GroupM chief digital officer Rob Norman tells M&M Global why he believes marketers should remember the ‘white spaces’ where brands continue to exist.
“What I would say is that Evan Spiegel shouldn’t be disappointed – he has time, he is only young,” says GroupM’s digital guru Rob Norman, tongue wedged firmly in cheek.
He is referring to M&M Global’s recent poll to discover the most influential leader in international media and marketing. Our readers voted Norman into eighth place, just ahead of the Snapchat entrepreneur.
“It may have been the most entertaining thing that has ever happened to me in my life, and I was absolutely thrilled,” he adds, smiling. “I was the only practising media guy in the top 10, so that is one for us. And as a career preservation move, thank heavens Sir Martin was number one.”
We meet at GroupM’s stand on the first morning of the Dmexco 2015 digital marketing conference in Cologne, Germany. Over 43,000 people have crammed into the exhibition halls, with more exhibitors than ever, and Norman is impressed.

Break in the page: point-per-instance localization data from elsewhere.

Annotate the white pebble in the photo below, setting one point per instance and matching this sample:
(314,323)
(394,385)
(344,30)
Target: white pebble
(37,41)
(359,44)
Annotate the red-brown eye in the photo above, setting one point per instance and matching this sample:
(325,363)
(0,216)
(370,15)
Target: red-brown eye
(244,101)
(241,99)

“Dmexco, given its size, pulls off something pretty remarkable: the strike rate of people that are here, compared to people you want to see. It has the most amazing density of relevance,” he says.
“Clients and agencies that don’t come, thinking it is German or European, are missing the importance of it. Look at the presence of AOL, Yahoo, Facebook – I don’t think there is a trade show anywhere in the world that they put as much into.”
Words of warning
On the second day of Dmexco, Norman was due to deliver a keynote speech in the Congress Hall on ‘the rise of the app ecosystem; the end of fragmentation and a return to scarcity’.
Despite his enthusiasm for the event, Norman offers a word of warning for the multitude of ad tech upstarts packing out the exhibition. Too few, he argues, offers anything truly unique in the marketplace, and precious few will achieve the kind of growth needed to sustain long-term survival.
“There are people here dancing on the head of a very small pin. Good luck to them”
While there are some durable businesses among the “very large number of fast-growing pygmies”, an “extremely small” proportion will achieve escape velocity and will either disappear or be acquired, claims Norman.
“When you look and wonder around, and you see all the companies involved in some fusion or other of programmatic, data, targeting, attribution and so forth, I suspect you could tear the tagline off and 75% of companies, put them in a hat and take them out again, you would still be pretty close,” he says.
“There are people here dancing on the head of a very small pin. Good luck to them. But not all of them can survive and there is a massive shake-out due in this category.”
Very different place
Reflecting on the changing nature of advertising, Norman believes must brands forget the idea that smartphones and tablets constitute technology – just as those of earlier generations do not consider the television of telephone as ‘technology’. Younger consumers, he adds, are coming from a “very different place”.
He also believes that the surge towards so-called 100%, ‘end-to-end’ attribution modelling must be treated with a degree of suspicion: “I think there is an overdependence in this environment on thinking the world begins and ends wherever there is a digital footprint and consumer behaviour.
“There is an insufficient recognition of the white spaces of behaviour, and media and advertising impact. Because they leave no trail, are in danger of being undervalued.”
As a consequence, there is a growing “valuation imbalance” between digital and more traditional media, with some digital assets “overvalued”. “That is a significant issue going forward, especially if you are in the newspaper, magazine or television world,” he says.